On 1/19/2015 1:21 PM, David Nyman wrote:
On 19 January 2015 at 20:42, meekerdb <meeke...@verizon.net <mailto:meeke...@verizon.net>> wrote:

    On 1/19/2015 9:31 AM, David Nyman wrote:
    On 19 January 2015 at 14:01, David Nyman <da...@davidnyman.com
    <mailto:da...@davidnyman.com>> wrote:

        But if zombies were *logically* impossible, as I believe Dennett for
        example claims, then it would be analytically true, not a contingent 
fact.


    I'd like to amplify here a little in light of my longer response to you 
about comp
    and the Hard Problem. Dennett's public and oft-repeated position is that 
physics
    has primacy over (for example) computation or logic. In other words, he 
believes
    that before something can be deemed computational or logical, it must first 
be
    physical. My point is that, given this prior commitment, he actually has no 
basis
    for any claim that zombies are *logically* impossible unless they are first
    *physically* impossible.

    ?? Everything that exists must be physically possible is compatible with 
everything
    that exists must also be logically possible and most people think that 
nomologically
    possible is a subset of logically possible.  So logically impossible implies
    physically impossible.  I think you're confused about Dennett.


I don't think you've taken my point. According to Dennett, at least as I've always read him, everything that 'exists' must do so physically. This position (which is an intrinsic part of what he calls his 'third-person absolutism') has led him to his attempted wholesale substitution of 'judgements' about consciousness (which can be cashed out physically) for the supposed 'illusion' of consciousness. On this basis, nothing that is physically impossible could exist (obviously). Hence, to show that zombies could not possibly exist Dennett would have to convince us a priori that they couldn't possibly exist *physically* - i.e. that they violate some essential principle of physical explanation.

An essential principle of a physical explanation (or any explanation) is that it not be self-contradictory, i.e. logically possible. Hence logically impossible => physically impossible; at least that's the usual sense. I don't assume that Dennett is right about showing a zombie is logically impossible; I'm just saying that if he did it would also show it was physically impossible. Maybe you're saying that logically impossible doesn't imply physically impossible because logic depends are presuppositions and interpretations of words which always have the possibility of being wrong - which is true, but are we really asking for certainty?

My point is that this can't be done. There's nothing about physical explanation that requires a conscious point of view

That's assuming that Dennett is wrong.

and consequently it doesn't harm a zombie's purely 'physical' status to deny that it has one.


    However, the fact is (as notoriously argued by Chalmers, for example) that 
we have
    precisely zero evidence that zombies are physically impossible. In point of 
fact
    they would appear to be physically *inevitable*, given that the system of 
physical
    relation appears (very convincingly) to be both causally sufficient and 
causally
    closed.

    Being causally closed would be an argument against libertarian free-will, 
but I
    don't see why it's an argument against consciousness.

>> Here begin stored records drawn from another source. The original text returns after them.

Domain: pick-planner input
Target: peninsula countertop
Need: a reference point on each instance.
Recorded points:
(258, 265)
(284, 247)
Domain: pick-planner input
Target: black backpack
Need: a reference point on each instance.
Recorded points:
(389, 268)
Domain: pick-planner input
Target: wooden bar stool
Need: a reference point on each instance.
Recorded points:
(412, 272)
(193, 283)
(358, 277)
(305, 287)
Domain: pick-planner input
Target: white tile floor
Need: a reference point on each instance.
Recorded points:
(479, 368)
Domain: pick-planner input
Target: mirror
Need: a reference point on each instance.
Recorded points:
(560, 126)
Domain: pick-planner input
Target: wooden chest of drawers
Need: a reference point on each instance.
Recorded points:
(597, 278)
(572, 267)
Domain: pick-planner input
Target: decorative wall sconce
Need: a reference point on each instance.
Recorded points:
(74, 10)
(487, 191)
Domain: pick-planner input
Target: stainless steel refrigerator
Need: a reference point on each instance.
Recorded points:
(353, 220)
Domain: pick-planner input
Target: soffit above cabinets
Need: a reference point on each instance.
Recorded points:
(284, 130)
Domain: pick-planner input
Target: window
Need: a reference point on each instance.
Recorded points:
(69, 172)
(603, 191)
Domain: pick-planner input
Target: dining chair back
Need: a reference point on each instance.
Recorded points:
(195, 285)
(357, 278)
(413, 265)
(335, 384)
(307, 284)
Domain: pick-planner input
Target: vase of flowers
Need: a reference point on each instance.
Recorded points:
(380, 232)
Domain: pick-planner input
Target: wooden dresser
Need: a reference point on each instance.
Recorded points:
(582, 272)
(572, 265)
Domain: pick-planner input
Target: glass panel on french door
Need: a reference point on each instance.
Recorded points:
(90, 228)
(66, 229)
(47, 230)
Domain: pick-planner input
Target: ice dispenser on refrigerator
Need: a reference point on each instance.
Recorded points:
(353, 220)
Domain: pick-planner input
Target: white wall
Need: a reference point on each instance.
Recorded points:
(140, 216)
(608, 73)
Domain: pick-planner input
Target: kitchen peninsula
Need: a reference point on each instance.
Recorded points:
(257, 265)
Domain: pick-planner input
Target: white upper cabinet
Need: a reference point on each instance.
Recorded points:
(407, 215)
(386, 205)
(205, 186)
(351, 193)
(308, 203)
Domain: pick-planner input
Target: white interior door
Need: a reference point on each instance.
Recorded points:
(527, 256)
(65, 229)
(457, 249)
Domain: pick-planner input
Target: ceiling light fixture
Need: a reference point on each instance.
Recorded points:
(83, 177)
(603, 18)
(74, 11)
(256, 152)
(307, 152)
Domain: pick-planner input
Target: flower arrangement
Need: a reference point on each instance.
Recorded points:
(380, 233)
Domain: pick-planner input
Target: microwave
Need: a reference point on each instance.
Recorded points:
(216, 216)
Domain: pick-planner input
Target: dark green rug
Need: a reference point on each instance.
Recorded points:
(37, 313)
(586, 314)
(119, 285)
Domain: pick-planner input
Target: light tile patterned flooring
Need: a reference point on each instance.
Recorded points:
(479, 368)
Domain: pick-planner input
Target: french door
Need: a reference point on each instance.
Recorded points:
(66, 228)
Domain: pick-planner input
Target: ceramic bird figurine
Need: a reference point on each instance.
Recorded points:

It's an argument against consciousness, as construed as something other than its physical correlates, because nothing attributable to physical explanation would ever lead us to believe a priori in the necessity of a conscious point of view to what we are describing.

I think you are mixing standards here. The "necessity" you ask for seems to be logical necessity, which indeed will not be forthcoming from the physics. But that's the wrong standard for physical explanation. You can only ask for nomological explication. As Bruno likes to point out "necessity" is always relative to some theory. Theories have unexplained parts (called axioms or premises). Suppose the theory is that certain kinds of physical processes instantiate consciousness. Of course stated so nakedly that's not a very good theory. It's like saying some kind of computation instantiates consciousness. Both need elaboration to see whether they imply anything unexpected or interesting. But it's not fair to ask the physical theory to show logical necessity anymore than to ask the computational theory to show physical necessity.

That is the relevance of the causal closure of the physical in this context.

Consciousness may be one of the things caused.

Brent

Zombies would appear a priori to be the more obvious progeny of such a system. Consequently we accept the fact of consciousness (if indeed we do) as a brute a posteriori datum.

David


    Brent

    The conjunction of this inconvenient fact with a prior commitment to 
physical
    naturalism often seems to result in a kind of cognitive dissonance. In 
Dennett's
    case this leads to a denial that consciousness can be distinguished from our
    'judgements' about it (i.e. it is an 'illusion') which is superficially at 
least
    consistent, though ultimately self-defeating. Smolin's unwillingness to deny
    consciousness, by contrast, pushes him into frank inconsistency.

    We need something better than either of these positions.